OpenAI Annouces GPT-4, Scores in Top 10% on Bar Exam

San Francisco — March 14, 2023 — Whatever your initial impression were of ChatGPT, the capabilities of the generative AI application from OpenAI appear poised to move significantly forward.

The company has announced a follow-up to GPT-3.5: GPT-4, described by the company as “….a large multimodal model (accepting image and text inputs, emitting text outputs) that, while less capable than humans in many real-world scenarios, exhibits human-level performance on various professional and academic benchmarks.”

OpenAI said the new version passed a simulated bar exam with a score around the top 10 percent of test takers, whereas GPT-3.5’s score was around the bottom 10 percent. “We’ve spent six months iteratively aligning GPT-4 using lessons from our adversarial testing program as well as ChatGPT, resulting in our best-ever results (though far from perfect) on factuality, steerability, and refusing to go outside of guardrails,” the company said.

After rebuilding its deep learning stack and, together with Azure, co-designing a supercomputer from the ground up for its workload, the company said it trained GPT-3.5 a year ago as a test run of the system. “We found and fixed some bugs and improved our theoretical foundations. As a result, our GPT-4 training run was (for us at least!) unprecedentedly stable, becoming our first large model whose training performance we were able to accurately predict ahead of time. As we continue to focus on reliable scaling, we aim to hone our methodology to help us predict and prepare for future capabilities increasingly far in advance—something we view as critical for safety.”

The commpany said it is releasing GPT-4’s text input capability via ChatGPT and the API (with a waitlist). To prepare the image input capability for wider availability, the company said it is collaborating closely with a single partner, Be My Eyes, to start. And it is open-sourcing OpenAI Evals, its framework for automated evaluation of AI model performance, to allow users to report shortcomings in our models to help guide further improvements.

OpenAI said the distinctions between GPT-3.5 and GPT-4 are subtle when engaged in a casual conversation. The difference comes out when the complexity of the task reaches a sufficient threshold—GPT-4 is more reliable, creative, and able to handle more nuanced instructions than GPT-3.5, according to OpenAI.

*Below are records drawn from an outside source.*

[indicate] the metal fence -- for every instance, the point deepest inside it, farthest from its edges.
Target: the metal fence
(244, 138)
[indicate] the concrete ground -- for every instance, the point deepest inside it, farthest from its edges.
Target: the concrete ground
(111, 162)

OpenAI developers tested the two models on various benchmarks, including simulating exams originally designed for humans. “We proceeded by using the most recent publicly-available tests (in the case of the Olympiads and AP free response questions) or by purchasing 2022–2023 editions of practice exams. We did no specific training for these exams. A minority of the problems in the exams were seen by the model during training, but we believe the results to be representative….”

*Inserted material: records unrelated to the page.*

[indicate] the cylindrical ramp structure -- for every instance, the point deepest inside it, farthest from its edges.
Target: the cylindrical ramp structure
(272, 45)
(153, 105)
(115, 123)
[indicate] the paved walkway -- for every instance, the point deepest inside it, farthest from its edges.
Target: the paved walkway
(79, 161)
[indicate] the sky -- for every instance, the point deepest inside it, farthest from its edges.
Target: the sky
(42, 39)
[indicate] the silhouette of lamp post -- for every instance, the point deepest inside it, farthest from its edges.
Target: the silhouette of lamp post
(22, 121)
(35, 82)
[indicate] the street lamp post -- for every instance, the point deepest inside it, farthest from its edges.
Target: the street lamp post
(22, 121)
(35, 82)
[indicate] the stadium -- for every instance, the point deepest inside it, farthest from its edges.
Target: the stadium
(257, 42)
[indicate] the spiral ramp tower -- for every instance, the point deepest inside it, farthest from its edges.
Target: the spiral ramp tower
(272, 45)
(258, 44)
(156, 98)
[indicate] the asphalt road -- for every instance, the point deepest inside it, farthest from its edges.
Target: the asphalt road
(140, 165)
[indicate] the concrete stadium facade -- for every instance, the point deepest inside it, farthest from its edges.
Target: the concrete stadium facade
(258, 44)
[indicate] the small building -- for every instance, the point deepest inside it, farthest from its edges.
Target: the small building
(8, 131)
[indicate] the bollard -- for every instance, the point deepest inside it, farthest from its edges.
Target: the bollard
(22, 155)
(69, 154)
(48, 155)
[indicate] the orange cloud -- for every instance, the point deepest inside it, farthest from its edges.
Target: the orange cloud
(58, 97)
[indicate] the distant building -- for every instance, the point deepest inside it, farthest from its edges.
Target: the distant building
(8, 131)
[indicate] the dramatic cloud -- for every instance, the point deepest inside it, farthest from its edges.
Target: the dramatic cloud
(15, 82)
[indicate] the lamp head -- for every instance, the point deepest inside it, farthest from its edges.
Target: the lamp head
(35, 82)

GPT-4 can accept a prompt of text and images, which—parallel to the text-only setting—lets the user specify any vision or language task, according to OpenAI. Specifically, it generates text outputs (natural language, code, etc.) given inputs consisting of interspersed text and images. Over a range of domains—including documents with text and photographs, diagrams, or screenshots—GPT-4 exhibits similar capabilities as it does on text-only inputs. Furthermore, it can be augmented with test-time techniques that were developed for text-only language models, including few-shot and chain-of-thought prompting. Image inputs are still a research preview and not publicly available, the company said.